Few presidents have renovated or made major alterations to the Oval Office, noted Coe. But Biden's unique contributions to the White House furnishings include an Irish rugby team ball signed and given to him by his distant cousins, two of whom are current and former star rugby players in Ireland. There's also a moon rock behind a display case, a 1972 lunar sample that NASA lent to the Oval Office.

"It's literally a rock from the moon," Biden said.

In the adjoining Cabinet Room, he shares his Oval Office tradition: keeping homemade chocolate chip cookies around, all individually wrapped with a presidential seal.

Coe, author of the George Washington biography You Never Forget Your First, described Biden in the video as a "a less demure version of Jackie Kennedy during her famous White House tour."

As the oldest sitting president who's also running for re-election next year, Biden's tour is a good play for relevance, she added.

"Despite the incessant talk of age, he adapts to a changing population, and the kind of home tour they like, with good humor," she said.

Biden isn't the only U.S. president to give the interior design and architecture magazine a look inside the White House residence.
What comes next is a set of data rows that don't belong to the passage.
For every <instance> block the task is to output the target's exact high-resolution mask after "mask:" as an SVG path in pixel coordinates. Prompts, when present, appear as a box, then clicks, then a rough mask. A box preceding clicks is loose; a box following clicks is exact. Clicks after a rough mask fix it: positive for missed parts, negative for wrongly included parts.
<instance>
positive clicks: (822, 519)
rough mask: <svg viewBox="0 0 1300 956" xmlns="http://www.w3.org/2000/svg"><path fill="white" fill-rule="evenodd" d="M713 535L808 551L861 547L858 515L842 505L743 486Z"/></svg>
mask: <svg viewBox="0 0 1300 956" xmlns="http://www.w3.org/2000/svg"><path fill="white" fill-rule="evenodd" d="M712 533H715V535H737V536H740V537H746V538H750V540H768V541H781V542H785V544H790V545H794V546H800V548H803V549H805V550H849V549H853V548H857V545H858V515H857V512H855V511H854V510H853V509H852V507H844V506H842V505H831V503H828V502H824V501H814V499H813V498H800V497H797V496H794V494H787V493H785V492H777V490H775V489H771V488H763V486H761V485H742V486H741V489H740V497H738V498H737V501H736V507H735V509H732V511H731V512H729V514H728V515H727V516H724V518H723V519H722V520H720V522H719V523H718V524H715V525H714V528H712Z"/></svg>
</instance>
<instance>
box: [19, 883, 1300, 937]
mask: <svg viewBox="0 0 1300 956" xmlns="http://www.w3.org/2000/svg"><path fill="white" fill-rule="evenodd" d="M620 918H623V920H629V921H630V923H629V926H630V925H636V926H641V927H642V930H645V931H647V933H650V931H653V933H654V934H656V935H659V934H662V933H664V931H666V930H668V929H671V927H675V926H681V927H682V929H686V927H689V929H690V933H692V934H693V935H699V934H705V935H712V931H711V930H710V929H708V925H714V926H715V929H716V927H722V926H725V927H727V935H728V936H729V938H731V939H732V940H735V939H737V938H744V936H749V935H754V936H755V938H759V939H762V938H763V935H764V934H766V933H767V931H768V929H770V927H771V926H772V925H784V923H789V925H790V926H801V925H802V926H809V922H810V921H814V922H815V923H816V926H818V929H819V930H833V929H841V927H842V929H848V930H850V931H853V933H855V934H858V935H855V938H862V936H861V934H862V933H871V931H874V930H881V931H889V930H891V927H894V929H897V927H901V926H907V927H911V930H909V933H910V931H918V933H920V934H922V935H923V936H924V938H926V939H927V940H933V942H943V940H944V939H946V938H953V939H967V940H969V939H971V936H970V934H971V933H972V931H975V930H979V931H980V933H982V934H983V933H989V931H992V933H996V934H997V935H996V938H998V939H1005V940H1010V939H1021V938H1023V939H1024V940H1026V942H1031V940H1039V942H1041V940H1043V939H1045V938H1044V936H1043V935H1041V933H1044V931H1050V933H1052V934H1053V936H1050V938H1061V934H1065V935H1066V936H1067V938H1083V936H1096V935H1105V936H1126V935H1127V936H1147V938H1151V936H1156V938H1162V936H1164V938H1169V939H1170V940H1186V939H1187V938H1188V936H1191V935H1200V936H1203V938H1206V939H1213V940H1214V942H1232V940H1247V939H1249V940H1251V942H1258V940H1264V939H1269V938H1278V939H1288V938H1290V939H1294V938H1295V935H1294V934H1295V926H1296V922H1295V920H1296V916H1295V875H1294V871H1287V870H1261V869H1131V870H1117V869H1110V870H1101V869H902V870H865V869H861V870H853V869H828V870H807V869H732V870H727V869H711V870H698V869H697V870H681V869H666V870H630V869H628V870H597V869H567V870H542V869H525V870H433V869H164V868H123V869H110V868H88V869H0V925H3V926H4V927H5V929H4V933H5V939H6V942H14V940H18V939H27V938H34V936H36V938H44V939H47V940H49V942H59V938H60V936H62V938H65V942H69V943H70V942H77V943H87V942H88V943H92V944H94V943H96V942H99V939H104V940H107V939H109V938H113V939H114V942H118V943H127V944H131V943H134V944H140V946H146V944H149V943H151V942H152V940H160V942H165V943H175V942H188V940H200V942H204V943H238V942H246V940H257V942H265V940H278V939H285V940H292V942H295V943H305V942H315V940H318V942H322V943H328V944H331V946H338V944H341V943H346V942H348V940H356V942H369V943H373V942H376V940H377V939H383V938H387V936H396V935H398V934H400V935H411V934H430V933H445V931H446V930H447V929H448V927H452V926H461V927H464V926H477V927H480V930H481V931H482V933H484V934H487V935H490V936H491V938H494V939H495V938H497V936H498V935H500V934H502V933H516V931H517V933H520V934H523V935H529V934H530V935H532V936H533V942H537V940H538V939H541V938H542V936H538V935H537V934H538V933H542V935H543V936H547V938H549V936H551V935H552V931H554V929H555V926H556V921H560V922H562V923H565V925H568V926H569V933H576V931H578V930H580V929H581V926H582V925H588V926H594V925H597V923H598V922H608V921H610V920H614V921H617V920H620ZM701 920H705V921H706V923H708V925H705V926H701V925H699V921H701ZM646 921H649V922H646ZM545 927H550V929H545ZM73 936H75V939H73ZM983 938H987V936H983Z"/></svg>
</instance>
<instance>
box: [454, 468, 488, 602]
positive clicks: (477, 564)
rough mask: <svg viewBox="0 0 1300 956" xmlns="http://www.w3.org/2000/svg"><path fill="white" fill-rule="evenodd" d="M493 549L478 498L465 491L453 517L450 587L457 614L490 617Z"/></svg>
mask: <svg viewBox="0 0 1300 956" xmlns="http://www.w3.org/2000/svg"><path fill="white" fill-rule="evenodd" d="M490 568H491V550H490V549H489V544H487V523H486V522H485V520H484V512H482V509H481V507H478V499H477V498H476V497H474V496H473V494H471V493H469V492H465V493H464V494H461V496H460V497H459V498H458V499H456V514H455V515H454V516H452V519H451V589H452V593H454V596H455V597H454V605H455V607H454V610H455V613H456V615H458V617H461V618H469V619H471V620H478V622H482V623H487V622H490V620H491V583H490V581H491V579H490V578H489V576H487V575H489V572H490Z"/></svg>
But he's the first sitting president to appear on the magazine's Open Door video tour series, a treatment typically reserved for Hollywood A-listers and design influencers.

"During an election year, presidents sometimes promote their administration the way a celebrity would promote a movie," Coe said. "They go on prime time shows, so why not offer video tours? The AD [tour] was certainly more enjoyable than time spent on a late-night host's couch."